The city of Waterloo's recreation director has kicked the ball in a direction that should help to end a spat between the city and some soccer players who like to use a public park.

Brian Detzler, the director of parks and recreation, personally apologized late last week to a group of soccer enthusiasts who had been ordered to leave a soccer pitch in Waterloo Park. Detzler told them they could keep on playing.

A city official had previously told them that sports teams had to register and pay a fee for the use of a sports field. The city's initial position was unduly aggressive. The city's policy gives it the right to charge a user fee to organized groups that book the field, but the players who were booted off were hardly organized. As Detzler acknowledged, their game resembled a "group of people getting together to kick a ball around."

Charging a special fee when people show up with only the hope that they can play is unreasonable. The prime benefit that comes with paying a fee is the right to reserve. Unorganized groups, playing without set teams, referees and scorekeepers are not in that category. They are more like a couple of kids tossing a ball or a Frisbee.

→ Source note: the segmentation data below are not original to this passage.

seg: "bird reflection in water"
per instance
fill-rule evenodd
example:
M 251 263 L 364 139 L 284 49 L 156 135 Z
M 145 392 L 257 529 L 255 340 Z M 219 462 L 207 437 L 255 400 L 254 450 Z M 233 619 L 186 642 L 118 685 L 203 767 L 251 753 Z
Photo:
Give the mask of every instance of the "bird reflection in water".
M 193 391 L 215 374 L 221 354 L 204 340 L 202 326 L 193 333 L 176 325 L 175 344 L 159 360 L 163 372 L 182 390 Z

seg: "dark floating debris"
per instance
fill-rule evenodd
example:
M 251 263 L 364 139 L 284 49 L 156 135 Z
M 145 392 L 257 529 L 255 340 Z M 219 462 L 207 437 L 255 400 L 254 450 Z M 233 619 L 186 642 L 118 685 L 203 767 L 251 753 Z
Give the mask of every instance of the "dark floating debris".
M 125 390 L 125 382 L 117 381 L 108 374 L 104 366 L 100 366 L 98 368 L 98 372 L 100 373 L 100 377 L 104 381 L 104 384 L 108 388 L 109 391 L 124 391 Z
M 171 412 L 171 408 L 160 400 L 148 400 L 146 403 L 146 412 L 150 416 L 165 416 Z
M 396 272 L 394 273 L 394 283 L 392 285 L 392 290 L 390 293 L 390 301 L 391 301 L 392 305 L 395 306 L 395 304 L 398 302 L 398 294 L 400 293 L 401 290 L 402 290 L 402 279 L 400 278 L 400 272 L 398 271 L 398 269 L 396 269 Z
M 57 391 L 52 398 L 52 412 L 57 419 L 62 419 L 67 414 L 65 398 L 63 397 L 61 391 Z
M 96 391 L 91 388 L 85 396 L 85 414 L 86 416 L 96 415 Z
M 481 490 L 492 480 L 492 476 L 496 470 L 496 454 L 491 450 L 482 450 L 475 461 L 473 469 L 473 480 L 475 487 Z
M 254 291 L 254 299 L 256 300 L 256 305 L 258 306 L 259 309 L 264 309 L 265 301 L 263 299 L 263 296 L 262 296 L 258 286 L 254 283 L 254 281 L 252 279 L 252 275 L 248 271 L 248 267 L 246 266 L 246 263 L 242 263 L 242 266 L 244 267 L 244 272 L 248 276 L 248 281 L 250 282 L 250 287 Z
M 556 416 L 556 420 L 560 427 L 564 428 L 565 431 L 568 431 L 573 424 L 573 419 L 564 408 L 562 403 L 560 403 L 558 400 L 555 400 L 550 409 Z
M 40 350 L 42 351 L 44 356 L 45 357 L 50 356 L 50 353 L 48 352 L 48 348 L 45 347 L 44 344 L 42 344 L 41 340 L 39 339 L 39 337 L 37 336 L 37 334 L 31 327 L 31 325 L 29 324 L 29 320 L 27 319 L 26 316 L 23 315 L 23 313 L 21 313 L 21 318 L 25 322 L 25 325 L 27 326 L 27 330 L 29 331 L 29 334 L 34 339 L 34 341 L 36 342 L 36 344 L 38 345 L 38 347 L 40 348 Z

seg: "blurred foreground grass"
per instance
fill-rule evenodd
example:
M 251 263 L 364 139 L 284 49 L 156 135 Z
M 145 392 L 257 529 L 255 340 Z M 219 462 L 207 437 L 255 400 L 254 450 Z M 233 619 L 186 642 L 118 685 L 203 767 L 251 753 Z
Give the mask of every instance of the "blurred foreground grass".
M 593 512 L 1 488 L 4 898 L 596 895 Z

Whatever prompted the crackdown on the use of the park, the policy was damaging the city's image. Detzler's diplomatic action was a necessary corrective measure. At the time Detzler was mending fences with the soccer players, he had not had a chance to check out another group that had also been told to get off a sports field at the park. Given that the other group also appears to be informally organized, an apology would also seem appropriate.

The sooner the recreation department puts this interruption in play behind it, the better it will be for both the city and the soccer players. Detzler and his department have made a good start in moving on.